Loney Dealing With Additional Responsibility

Steve Loney is now the Vikings' offensive line coach and offensive coordinator. It's a dual job title that will require impeccable organizational skills and the tolerance for a lot of stress, but Loney is dealing with it as best he can this offseason.

Today's job-related stress may be more than ever for the average American, but Steve Loney's increased workload is a major-league challenge, to say the least.

Loney finished his third season as the Vikings' offensive line coach in January. A few weeks later, he was asked to pull double-duty.

When offensive coordinator Scott Linehan took the same position with the Miami Dolphins because the Vikings couldn't offer him any more job security beyond a one-year contract, the same ownership uncertainty forced head coach Mike Tice to make the request of Loney. Could Loney be the offensive line coach and the offensive coordinator?

He's trying.

"It's been like juggling five balls. I've enjoyed it, but it is a challenge," Loney said after a camp practice. "When (you are) the offensive line coach, you can say, ‘I'm done for the day,' but there are still several other segments that you've got to be involved in (as the offensive coordinator).
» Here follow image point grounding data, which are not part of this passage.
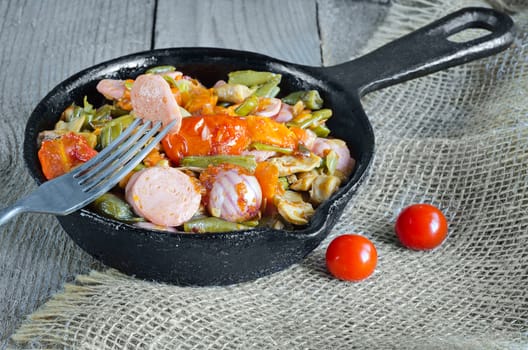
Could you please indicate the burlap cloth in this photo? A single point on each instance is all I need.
(458, 139)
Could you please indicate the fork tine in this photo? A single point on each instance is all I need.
(93, 176)
(113, 154)
(110, 148)
(109, 178)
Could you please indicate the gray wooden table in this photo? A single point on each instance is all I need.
(44, 42)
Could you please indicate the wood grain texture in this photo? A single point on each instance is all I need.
(282, 29)
(42, 43)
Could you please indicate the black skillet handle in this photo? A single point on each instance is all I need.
(427, 50)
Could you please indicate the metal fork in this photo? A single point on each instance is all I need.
(72, 191)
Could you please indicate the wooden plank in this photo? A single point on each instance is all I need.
(346, 25)
(42, 44)
(281, 29)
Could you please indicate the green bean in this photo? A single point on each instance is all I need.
(114, 207)
(247, 162)
(88, 107)
(315, 119)
(331, 162)
(269, 89)
(113, 129)
(310, 98)
(234, 93)
(74, 125)
(247, 106)
(250, 77)
(264, 147)
(212, 224)
(160, 69)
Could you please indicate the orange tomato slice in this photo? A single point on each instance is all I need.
(59, 156)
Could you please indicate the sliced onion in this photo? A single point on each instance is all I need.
(234, 196)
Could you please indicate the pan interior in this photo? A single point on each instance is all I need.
(208, 66)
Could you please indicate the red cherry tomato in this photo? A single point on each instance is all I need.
(421, 227)
(351, 257)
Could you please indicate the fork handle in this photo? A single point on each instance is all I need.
(7, 213)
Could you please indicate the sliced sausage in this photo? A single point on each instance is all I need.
(112, 89)
(152, 99)
(164, 196)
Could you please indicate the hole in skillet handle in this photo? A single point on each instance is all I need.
(468, 35)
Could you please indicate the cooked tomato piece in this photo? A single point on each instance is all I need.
(268, 131)
(59, 156)
(207, 135)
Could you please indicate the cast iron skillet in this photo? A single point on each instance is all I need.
(225, 258)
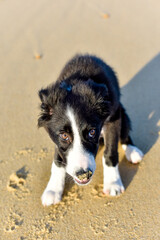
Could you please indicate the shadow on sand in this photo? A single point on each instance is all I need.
(141, 98)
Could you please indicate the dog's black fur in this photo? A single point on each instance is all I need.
(91, 87)
(83, 103)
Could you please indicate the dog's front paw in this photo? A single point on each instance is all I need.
(50, 197)
(113, 188)
(133, 154)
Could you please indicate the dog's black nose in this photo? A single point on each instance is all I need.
(84, 174)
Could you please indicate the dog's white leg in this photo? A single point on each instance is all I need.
(112, 184)
(54, 190)
(133, 154)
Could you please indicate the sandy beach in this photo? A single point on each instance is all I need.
(37, 37)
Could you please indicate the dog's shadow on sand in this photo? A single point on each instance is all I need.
(141, 98)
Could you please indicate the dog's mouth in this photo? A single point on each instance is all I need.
(82, 182)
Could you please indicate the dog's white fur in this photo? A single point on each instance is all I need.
(112, 184)
(78, 157)
(133, 154)
(54, 190)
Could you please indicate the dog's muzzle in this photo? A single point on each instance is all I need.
(83, 176)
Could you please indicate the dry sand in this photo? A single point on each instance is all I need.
(36, 38)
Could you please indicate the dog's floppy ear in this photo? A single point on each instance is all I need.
(46, 108)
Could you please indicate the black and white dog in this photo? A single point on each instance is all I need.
(83, 104)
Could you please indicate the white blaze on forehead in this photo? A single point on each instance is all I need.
(77, 157)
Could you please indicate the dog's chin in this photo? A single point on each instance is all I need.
(82, 182)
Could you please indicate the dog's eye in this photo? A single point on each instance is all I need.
(92, 133)
(64, 137)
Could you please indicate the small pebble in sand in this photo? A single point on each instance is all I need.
(38, 56)
(105, 15)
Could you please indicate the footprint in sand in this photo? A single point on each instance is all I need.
(14, 221)
(17, 183)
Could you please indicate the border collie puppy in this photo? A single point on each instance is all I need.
(83, 104)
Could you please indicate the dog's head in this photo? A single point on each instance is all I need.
(73, 115)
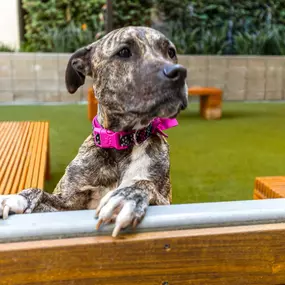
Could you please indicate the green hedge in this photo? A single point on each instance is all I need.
(224, 26)
(62, 26)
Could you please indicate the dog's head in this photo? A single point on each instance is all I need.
(135, 76)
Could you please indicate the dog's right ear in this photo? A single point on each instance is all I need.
(79, 66)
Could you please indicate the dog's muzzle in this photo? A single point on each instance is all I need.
(175, 72)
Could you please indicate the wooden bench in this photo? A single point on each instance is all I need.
(225, 252)
(210, 101)
(269, 187)
(24, 155)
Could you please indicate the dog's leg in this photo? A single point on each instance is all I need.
(81, 178)
(36, 200)
(145, 182)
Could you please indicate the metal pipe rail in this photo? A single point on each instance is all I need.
(40, 226)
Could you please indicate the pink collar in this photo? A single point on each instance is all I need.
(122, 140)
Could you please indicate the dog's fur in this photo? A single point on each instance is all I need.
(131, 92)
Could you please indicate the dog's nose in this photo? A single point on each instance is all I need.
(175, 71)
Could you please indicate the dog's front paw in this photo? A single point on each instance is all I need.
(125, 207)
(12, 203)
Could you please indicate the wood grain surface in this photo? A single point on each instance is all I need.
(231, 255)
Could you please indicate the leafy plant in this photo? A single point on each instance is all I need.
(223, 26)
(48, 23)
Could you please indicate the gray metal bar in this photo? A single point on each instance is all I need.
(158, 218)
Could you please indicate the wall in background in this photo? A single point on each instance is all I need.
(39, 77)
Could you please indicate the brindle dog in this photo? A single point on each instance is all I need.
(137, 79)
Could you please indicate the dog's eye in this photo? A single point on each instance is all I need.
(171, 52)
(125, 52)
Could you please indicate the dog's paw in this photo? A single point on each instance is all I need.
(125, 207)
(12, 203)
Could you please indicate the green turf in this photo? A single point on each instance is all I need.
(210, 160)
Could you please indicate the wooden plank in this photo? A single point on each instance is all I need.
(11, 130)
(33, 155)
(40, 139)
(231, 255)
(43, 157)
(9, 151)
(4, 128)
(10, 172)
(24, 156)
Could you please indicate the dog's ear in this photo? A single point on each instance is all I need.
(79, 66)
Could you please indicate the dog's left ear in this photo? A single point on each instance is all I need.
(79, 66)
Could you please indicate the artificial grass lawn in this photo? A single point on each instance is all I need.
(210, 160)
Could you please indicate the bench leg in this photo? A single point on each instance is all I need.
(211, 107)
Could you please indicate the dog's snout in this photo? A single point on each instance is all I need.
(175, 71)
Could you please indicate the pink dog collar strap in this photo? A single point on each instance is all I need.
(122, 140)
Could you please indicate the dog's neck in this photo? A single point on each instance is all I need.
(117, 121)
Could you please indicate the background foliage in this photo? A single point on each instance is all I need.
(64, 26)
(224, 26)
(196, 27)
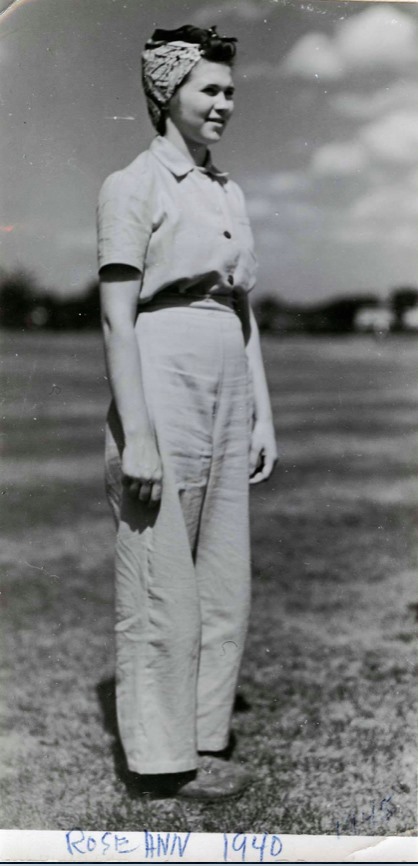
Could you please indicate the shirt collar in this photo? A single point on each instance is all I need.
(179, 164)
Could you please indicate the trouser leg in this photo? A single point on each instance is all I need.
(161, 595)
(223, 555)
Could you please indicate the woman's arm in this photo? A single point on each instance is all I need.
(141, 464)
(263, 454)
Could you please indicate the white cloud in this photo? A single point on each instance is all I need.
(287, 182)
(394, 138)
(360, 106)
(393, 206)
(246, 10)
(339, 159)
(313, 56)
(377, 38)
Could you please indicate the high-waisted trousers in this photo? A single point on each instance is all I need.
(183, 567)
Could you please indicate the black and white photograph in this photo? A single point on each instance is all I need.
(209, 357)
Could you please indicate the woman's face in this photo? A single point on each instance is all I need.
(203, 104)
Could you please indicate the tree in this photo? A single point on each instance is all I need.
(401, 300)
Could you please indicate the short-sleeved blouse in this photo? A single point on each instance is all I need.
(184, 227)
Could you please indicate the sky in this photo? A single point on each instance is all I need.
(324, 139)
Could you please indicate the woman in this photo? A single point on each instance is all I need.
(185, 428)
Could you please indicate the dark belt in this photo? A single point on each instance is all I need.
(165, 299)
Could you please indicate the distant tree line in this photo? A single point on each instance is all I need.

You've got to know it all and be involved in it all. It still has been good."

It's not like Loney came into the position with blinders on. Although he had never been an NFL offensive coordinator – his only other NFL experience was as the offensive line assistant with the Arizona Cardinals in 1993 – Loney had been a coordinator before in the college ranks.

In fact, 30 years ago Loney had the exact same job title as he does now, as the offensive coordinator/offensive line coach for Missouri Western. In 1979-80, he did the same for Morehead State before becoming its head coach. And before joining the Vikings, from 1995-2001, he was the offensive coordinator and offensive line coach for Iowa State, then the University of Minnesota, then Iowa State again.

He has had success at both posts. In 2003, the Vikings ranked No. 1 in total offense and fourth in rushing in the NFL while three different running backs had 100-yard rushing days. In 2002, the Vikings led the NFL in rushing with a franchise record 2,507 yards, breaking a 27-year old mark. It was also Michael Bennett's best year, as the running back had 1,296 yards.

In his second season at the University of Minnesota, the Gophers finished second in the Big Ten and 11th nationally in rushing. While offensive coordinator with Iowa State in the mid-1990s, the Cyclones produced the only running back – Troy Davis – to rush for back-to-back 2,000-yard seasons.

So the timing of the Vikings looking to establish a more consistent running presence and Loney being named the offensive coordinator may be good. Still, the National Football League is more complex than the National Collegiate Athletic Association.

"In the NFL it's new to me. You have so many more protections," Loney said. "It's kind of like this: Everybody that's running for the president of the United States, they all talk about domestic policy and they don't talk much about international things. And then they become president and they're always involved in the international because it's the time commitment. In the NFL, you look and you talk about protections and you talk about the run game, but then when you become the coordinator, now that pass game, you have to become so involved and know all that. That's the difference – you go in and have a lot more protections and you've got to be able to tie the routes into the protections. Before you just had to know the protections. That's the biggest difference."

At times, Loney wears his offensive coordinator hat. At other times, he concentrates on just his offensive line duties. And then there are plays during practice that he is both, sometimes beginning the play by studying the offensive line's blocking schemes and ending the play with a view of the rest of the field.

"In being the offensive line coach and the coordinator, what happens is that you jump in there and you've got to coach the offensive line. You can't not coach them. So I focus my attention there and then I look (at the whole offense), and if something jumps out at me I'll say something," he said.

"I think it's my responsibility (for) the tempo, the discipline of the offense – those sorts of things I try to interject myself into. But as far as the play going on and me looking and saying that guy ran the route at 14 yards and it's supposed be at 16, that's what (receivers coach) Wes Chandler is for. There was one time (at developmental camp) where I saw if the receiver had blocked the outside number, we had a good play. He was on the inside and it jumped out at me. I went over to Wes and he was on the same page."

Loney will be forced to rely on his assistants throughout the season, even if they number fewer than most coaching staffs in the NFL. That's part of the deal with an ownership in transition and Loney looking to make the most of the situation.

The Vikings will continue to experiment with Loney's responsibilities throughout the offseason and probably into the preseason. Tice, a former offensive line coach, has indicated he may call the plays if it all proves too much for Loney.

For now, however, Loney is just trying to deal with the additional responsibilities and job stress, maybe the most he's had since he began his coaching career in 1974.